< Genesis 18 >

1 Daarna verscheen Jahweh hem bij de eik van Mamre. Eens, toen hij op een hete middag in de opening van zijn tent zat,
וַיֵּרָ֤א אֵלָיו֙ יְהוָ֔ה בְּאֵלֹנֵ֖י מַמְרֵ֑א וְה֛וּא יֹשֵׁ֥ב פֶּֽתַח־הָאֹ֖הֶל כְּחֹ֥ם הַיּֽוֹם׃
2 en zijn ogen opsloeg, zag hij drie mannen voor zich staan. Zodra hij ze zag, liep hij ze van de tentingang tegemoet, boog zich ter aarde,
וַיִּשָּׂ֤א עֵינָיו֙ וַיַּ֔רְא וְהִנֵּה֙ שְׁלֹשָׁ֣ה אֲנָשִׁ֔ים נִצָּבִ֖ים עָלָ֑יו וַיַּ֗רְא וַיָּ֤רָץ לִקְרָאתָם֙ מִפֶּ֣תַח הָאֹ֔הֶל וַיִּשְׁתַּ֖חוּ אָֽרְצָה׃
3 en sprak: Heer; als ik genade gevonden heb in uw ogen, ga dan uw dienaar niet voorbij.
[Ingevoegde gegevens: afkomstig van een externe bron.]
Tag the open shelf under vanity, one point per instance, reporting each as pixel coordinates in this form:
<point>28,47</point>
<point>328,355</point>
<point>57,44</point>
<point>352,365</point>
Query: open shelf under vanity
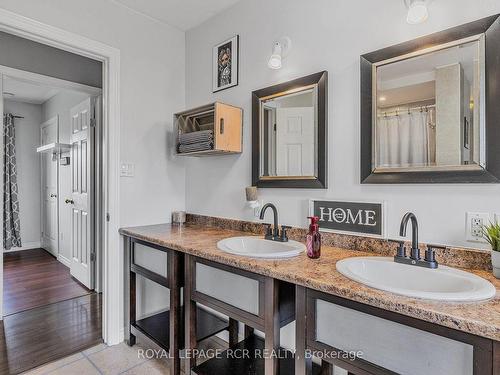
<point>156,327</point>
<point>229,363</point>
וַיֹּאמַ֑ר אֲדֹנָ֗י אִם־נָ֨א מָצָ֤אתִי חֵן֙ בְּעֵינֶ֔יךָ אַל־נָ֥א תַעֲבֹ֖ר מֵעַ֥ל עַבְדֶּֽךָ׃
4 Sta mij toe, wat water te laten brengen; dan kunt Gij u de voeten wassen, en uitrusten onder de boom.
יֻקַּֽח־נָ֣א מְעַט־מַ֔יִם וְרַחֲצ֖וּ רַגְלֵיכֶ֑ם וְהִֽשָּׁעֲנ֖וּ תַּ֥חַת הָעֵֽץ׃
5 Ik zal ook een stuk brood laten halen, om u wat te verkwikken, eer ge verder trekt; gij zijt nu toch langs uw dienaar gekomen. Zij zeiden: Doe, wat ge zegt.
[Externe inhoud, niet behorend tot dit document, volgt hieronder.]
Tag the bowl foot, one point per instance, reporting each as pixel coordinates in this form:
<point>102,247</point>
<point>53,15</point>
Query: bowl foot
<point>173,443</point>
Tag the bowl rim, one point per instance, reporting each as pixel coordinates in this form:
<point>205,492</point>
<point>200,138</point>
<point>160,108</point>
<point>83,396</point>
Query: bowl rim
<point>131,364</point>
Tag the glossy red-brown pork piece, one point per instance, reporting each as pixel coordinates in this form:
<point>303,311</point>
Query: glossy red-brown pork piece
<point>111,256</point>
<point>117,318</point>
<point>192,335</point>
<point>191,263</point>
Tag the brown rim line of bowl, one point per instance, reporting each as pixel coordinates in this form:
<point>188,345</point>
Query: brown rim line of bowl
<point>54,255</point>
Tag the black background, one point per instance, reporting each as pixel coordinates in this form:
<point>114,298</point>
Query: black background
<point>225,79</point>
וְאֶקְחָ֨ה פַת־לֶ֜חֶם וְסַעֲד֤וּ לִבְּכֶם֙ אַחַ֣ר תַּעֲבֹ֔רוּ כִּֽי־עַל־כֵּ֥ן עֲבַרְתֶּ֖ם עַֽל־עַבְדְּכֶ֑ם וַיֹּ֣אמְר֔וּ כֵּ֥ן תַּעֲשֶׂ֖ה כַּאֲשֶׁ֥ר דִּבַּֽרְתָּ׃
6 Vlug ging Abraham zijn tent binnen, naar Sara, en sprak: Neem gauw drie maten fijne bloem, kneed ze en bak er broodkoeken van.
וַיְמַהֵ֧ר אַבְרָהָ֛ם הָאֹ֖הֱלָה אֶל־שָׂרָ֑ה וַיֹּ֗אמֶר מַהֲרִ֞י שְׁלֹ֤שׁ סְאִים֙ קֶ֣מַח סֹ֔לֶת ל֖וּשִׁי וַעֲשִׂ֥י עֻגֽוֹת׃
7 Zelf liep Abraham naar de kudde, om een mals en mooi kalf te halen; hij gaf het aan zijn knecht, die zich haastte, het klaar te maken.
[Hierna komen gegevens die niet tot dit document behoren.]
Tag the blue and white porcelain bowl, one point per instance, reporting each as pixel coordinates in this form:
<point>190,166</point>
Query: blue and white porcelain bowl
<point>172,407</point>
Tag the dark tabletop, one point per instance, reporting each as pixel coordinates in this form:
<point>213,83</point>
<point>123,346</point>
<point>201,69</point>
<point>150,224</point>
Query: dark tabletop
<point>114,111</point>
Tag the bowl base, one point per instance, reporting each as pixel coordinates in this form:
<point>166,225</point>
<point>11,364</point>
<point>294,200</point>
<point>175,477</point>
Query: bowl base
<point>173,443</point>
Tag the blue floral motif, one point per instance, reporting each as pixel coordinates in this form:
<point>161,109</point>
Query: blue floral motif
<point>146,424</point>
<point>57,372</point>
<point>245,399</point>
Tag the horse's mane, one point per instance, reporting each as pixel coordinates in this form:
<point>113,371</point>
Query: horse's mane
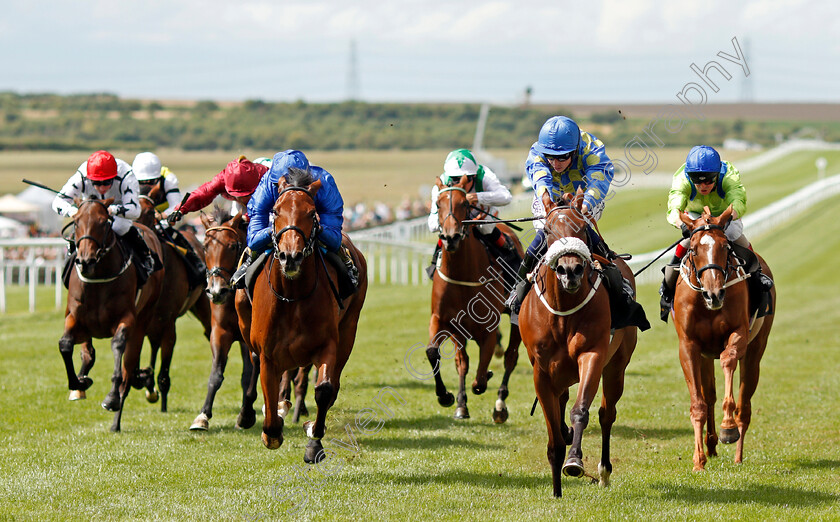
<point>299,177</point>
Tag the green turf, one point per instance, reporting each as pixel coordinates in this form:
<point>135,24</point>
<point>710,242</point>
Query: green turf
<point>58,461</point>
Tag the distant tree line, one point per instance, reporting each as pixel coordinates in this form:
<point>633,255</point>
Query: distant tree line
<point>102,120</point>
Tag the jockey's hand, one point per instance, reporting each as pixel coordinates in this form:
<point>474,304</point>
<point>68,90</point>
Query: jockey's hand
<point>174,217</point>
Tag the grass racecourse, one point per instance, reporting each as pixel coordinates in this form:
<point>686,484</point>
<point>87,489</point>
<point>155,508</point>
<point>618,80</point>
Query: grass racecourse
<point>58,461</point>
וְאֶל־הַבָּקָ֖ר רָ֣ץ אַבְרָהָ֑ם וַיִּקַּ֨ח בֶּן־בָּקָ֜ר רַ֤ךְ וָטוֹב֙ וַיִּתֵּ֣ן אֶל־הַנַּ֔עַר וַיְמַהֵ֖ר לַעֲשׂ֥וֹת אֹתֽוֹ׃
8 Dan nam hij room en melk met het kalf, dat hij had laten toebereiden, en diende het op; terwijl zij aten, bleef hij zelf bij hen onder de boom staan.
וַיִּקַּ֨ח חֶמְאָ֜ה וְחָלָ֗ב וּבֶן־הַבָּקָר֙ אֲשֶׁ֣ר עָשָׂ֔ה וַיִּתֵּ֖ן לִפְנֵיהֶ֑ם וְהֽוּא־עֹמֵ֧ד עֲלֵיהֶ֛ם תַּ֥חַת הָעֵ֖ץ וַיֹּאכֵֽלוּ׃
9 Nu zeiden zij hem: Waar is Sara, uw vrouw? Hij antwoordde: Hier in de tent.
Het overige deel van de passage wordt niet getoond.